I recently had a number of Ray-O-Vac alkalines that I bought cheaply at a local store start to leak after about 3 years on my shelf. If Evoltas really do last approximately 10 years, then they would be perfect for stashing away for emergencies or whatever, and that sounds like the best argument for paying extra. For frequently replaced batteries, I would still recommend rechargeable NiMH.
I see that I haven’t mentioned solid state drives in nearly two years, but it is one area where technical advances are coming hot and heavy as indicated by yesterday’s announcement by Samsung of a 256GB SSD which could be shipping in products by the end of 2008:
Samsung late on Sunday promised what it says is a breakthrough in solid-state drives with the launch of its first 256GB SSD. The drive offers twice the capacity of the Korean firm’s previous 128GB SSD but is also much faster. The 256GB edition reads sequential data at 200MB per second, twice the rate of the original model, while also seeing an even greater increase in write speeds: where the earlier drive writes at 70MB per second, the new SSD writes at 160MB per second.

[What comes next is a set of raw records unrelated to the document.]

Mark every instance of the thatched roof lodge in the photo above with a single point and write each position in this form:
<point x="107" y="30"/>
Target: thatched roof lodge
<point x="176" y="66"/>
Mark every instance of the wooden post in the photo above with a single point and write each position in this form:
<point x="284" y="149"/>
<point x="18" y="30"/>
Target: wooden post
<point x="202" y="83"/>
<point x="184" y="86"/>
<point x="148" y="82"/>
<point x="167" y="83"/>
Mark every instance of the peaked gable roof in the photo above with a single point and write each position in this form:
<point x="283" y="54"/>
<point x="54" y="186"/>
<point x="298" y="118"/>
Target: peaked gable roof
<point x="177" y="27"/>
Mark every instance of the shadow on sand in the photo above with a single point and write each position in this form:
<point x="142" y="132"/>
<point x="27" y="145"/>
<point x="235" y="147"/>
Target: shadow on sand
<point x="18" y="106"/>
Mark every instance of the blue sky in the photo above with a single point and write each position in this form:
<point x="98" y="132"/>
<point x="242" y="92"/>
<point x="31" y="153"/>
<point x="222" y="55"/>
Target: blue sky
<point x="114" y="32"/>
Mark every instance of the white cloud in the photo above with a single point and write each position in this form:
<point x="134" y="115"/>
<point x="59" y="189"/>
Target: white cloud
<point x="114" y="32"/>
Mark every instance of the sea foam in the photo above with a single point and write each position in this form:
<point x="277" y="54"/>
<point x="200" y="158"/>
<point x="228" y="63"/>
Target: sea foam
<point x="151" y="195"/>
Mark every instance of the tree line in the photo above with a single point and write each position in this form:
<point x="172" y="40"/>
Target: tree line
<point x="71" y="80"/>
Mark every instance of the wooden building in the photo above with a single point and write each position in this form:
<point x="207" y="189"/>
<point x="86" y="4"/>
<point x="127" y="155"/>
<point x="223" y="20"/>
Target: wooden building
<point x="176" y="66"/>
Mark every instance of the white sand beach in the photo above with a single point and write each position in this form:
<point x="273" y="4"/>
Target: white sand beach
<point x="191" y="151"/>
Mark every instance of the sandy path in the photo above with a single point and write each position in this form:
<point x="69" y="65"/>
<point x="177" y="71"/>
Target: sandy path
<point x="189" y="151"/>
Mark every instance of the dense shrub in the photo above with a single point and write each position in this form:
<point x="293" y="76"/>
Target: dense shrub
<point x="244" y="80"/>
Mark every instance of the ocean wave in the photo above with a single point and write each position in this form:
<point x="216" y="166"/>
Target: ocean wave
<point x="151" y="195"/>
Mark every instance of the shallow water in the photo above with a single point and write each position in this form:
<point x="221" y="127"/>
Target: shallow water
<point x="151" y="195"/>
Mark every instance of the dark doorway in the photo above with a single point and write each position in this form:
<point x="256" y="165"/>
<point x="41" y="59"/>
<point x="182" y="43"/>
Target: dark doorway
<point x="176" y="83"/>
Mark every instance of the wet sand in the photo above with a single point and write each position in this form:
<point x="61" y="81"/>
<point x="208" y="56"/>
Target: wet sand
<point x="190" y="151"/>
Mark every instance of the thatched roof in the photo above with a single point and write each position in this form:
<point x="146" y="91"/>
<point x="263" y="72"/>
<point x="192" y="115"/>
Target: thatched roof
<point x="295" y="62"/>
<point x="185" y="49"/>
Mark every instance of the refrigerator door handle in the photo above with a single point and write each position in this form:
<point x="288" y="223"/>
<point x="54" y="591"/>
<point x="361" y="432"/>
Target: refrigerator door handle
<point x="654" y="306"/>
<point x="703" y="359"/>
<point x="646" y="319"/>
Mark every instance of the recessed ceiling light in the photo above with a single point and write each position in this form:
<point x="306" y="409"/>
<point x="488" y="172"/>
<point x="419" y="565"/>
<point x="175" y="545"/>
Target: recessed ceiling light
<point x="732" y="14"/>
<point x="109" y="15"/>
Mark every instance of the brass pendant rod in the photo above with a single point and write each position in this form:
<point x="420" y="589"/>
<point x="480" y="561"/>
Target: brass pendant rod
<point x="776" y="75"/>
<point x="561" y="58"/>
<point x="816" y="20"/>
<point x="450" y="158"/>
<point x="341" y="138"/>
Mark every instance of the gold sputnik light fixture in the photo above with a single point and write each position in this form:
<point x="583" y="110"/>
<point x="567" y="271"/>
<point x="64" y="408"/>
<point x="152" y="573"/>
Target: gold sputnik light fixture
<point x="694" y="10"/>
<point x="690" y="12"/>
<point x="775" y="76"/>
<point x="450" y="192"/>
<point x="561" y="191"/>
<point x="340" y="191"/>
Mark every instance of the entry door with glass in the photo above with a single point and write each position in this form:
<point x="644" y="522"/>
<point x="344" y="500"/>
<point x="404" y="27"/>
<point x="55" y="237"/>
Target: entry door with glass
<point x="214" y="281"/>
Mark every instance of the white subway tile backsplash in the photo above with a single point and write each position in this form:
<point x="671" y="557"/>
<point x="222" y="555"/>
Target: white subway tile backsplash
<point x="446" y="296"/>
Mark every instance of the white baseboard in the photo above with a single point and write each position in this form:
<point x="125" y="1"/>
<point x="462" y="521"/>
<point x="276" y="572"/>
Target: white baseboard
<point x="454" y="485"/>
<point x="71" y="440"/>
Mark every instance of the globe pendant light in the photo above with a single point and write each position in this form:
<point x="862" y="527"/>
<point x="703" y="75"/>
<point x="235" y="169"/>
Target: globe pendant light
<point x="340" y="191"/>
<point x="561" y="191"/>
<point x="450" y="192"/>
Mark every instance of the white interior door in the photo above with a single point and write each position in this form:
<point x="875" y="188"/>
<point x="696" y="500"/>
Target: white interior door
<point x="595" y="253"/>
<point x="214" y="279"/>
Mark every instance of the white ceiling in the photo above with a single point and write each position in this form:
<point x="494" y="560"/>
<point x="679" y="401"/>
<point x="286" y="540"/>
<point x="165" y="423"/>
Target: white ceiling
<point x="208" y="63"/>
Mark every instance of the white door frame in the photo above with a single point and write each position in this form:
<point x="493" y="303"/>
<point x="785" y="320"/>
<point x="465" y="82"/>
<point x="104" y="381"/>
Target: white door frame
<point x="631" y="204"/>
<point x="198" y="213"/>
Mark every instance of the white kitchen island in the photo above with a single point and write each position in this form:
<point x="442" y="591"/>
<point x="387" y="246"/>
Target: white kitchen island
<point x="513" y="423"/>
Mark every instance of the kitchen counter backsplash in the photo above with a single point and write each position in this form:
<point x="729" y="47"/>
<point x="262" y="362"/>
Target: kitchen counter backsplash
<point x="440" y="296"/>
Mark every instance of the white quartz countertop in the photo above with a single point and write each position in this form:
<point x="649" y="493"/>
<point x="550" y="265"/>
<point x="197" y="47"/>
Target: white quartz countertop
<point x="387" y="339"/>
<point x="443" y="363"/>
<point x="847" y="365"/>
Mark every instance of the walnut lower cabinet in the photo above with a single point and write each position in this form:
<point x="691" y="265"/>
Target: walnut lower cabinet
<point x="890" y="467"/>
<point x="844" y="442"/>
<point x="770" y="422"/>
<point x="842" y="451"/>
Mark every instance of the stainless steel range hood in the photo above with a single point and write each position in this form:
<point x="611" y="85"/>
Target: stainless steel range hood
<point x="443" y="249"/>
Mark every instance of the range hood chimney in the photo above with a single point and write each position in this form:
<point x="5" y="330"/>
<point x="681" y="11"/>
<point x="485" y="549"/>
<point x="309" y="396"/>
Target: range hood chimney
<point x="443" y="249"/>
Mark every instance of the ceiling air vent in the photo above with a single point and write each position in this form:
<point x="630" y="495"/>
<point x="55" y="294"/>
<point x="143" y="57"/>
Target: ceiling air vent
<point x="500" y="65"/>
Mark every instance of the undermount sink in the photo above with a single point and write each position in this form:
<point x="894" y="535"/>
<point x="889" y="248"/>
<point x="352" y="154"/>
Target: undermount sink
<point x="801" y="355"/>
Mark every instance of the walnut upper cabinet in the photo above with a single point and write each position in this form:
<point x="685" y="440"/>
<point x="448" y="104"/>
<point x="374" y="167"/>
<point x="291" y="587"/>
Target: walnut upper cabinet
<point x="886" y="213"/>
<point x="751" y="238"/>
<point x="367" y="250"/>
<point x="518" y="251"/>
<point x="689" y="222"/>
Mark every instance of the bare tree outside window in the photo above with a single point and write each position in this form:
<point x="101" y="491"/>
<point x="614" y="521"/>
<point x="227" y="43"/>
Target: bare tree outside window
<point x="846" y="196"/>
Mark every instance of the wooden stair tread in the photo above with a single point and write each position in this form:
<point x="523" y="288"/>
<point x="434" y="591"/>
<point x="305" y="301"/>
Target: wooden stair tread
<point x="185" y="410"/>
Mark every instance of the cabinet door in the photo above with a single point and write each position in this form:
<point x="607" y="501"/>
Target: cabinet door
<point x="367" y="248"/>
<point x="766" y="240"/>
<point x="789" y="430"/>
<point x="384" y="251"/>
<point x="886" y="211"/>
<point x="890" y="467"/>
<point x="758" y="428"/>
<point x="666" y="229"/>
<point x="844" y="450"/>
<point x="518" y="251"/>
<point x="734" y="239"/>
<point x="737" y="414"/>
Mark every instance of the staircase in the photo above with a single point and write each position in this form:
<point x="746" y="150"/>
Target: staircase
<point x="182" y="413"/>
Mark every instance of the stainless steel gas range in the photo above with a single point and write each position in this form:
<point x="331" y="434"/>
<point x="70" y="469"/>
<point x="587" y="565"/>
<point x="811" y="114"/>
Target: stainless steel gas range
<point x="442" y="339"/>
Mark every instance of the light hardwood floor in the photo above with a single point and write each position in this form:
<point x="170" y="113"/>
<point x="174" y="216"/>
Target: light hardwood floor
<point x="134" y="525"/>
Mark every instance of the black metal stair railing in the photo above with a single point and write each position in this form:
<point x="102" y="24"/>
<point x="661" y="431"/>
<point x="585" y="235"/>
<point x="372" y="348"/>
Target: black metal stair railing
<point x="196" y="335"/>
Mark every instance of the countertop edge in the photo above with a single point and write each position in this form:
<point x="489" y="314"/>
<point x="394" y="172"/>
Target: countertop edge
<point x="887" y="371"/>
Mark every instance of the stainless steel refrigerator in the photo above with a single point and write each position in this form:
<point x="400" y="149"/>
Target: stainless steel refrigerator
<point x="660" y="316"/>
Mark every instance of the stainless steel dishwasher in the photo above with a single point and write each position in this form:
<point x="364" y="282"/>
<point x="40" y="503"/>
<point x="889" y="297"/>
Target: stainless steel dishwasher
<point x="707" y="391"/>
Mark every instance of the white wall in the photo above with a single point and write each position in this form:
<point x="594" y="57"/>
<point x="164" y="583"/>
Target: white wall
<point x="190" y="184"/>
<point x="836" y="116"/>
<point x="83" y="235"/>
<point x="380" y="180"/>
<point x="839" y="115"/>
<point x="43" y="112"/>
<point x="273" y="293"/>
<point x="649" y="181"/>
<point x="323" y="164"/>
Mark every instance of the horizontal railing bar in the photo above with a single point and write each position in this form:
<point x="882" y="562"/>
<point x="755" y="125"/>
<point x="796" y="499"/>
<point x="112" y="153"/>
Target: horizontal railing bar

The big question of course is the cost and while Samsung isn’t quoting prices yet, there is some good news:
Rather than use costly single-level cell (SLC) technology, the company has managed to develop a multi-level cell (MLC) storage drive that transfers as quickly as the best SLC storage while costing much less to produce than past SSDs. Improvements to the storage controller have also extended the longevity to as long as SLC drives, giving the 256GB drive longevity as good or better than some rotating hard disks.
SLC and MLC refer to how much information can be stored in one flash memory cell. A multi-level cell stores more than the single bit in a single-level cell providing a greater areal density and lower cost per bit.
Samsung expects its new drive to be sampling for computer manufacturers by September and shipping to those clients by the end of the year; this applies to both a 2.5-inch drive for more traditional notebooks and a 1.8-inch drive for ultraportables and other much smaller devices.
No customers have been announced, but it will be interesting to see who jumps on board and how inexpensive these beauties really are.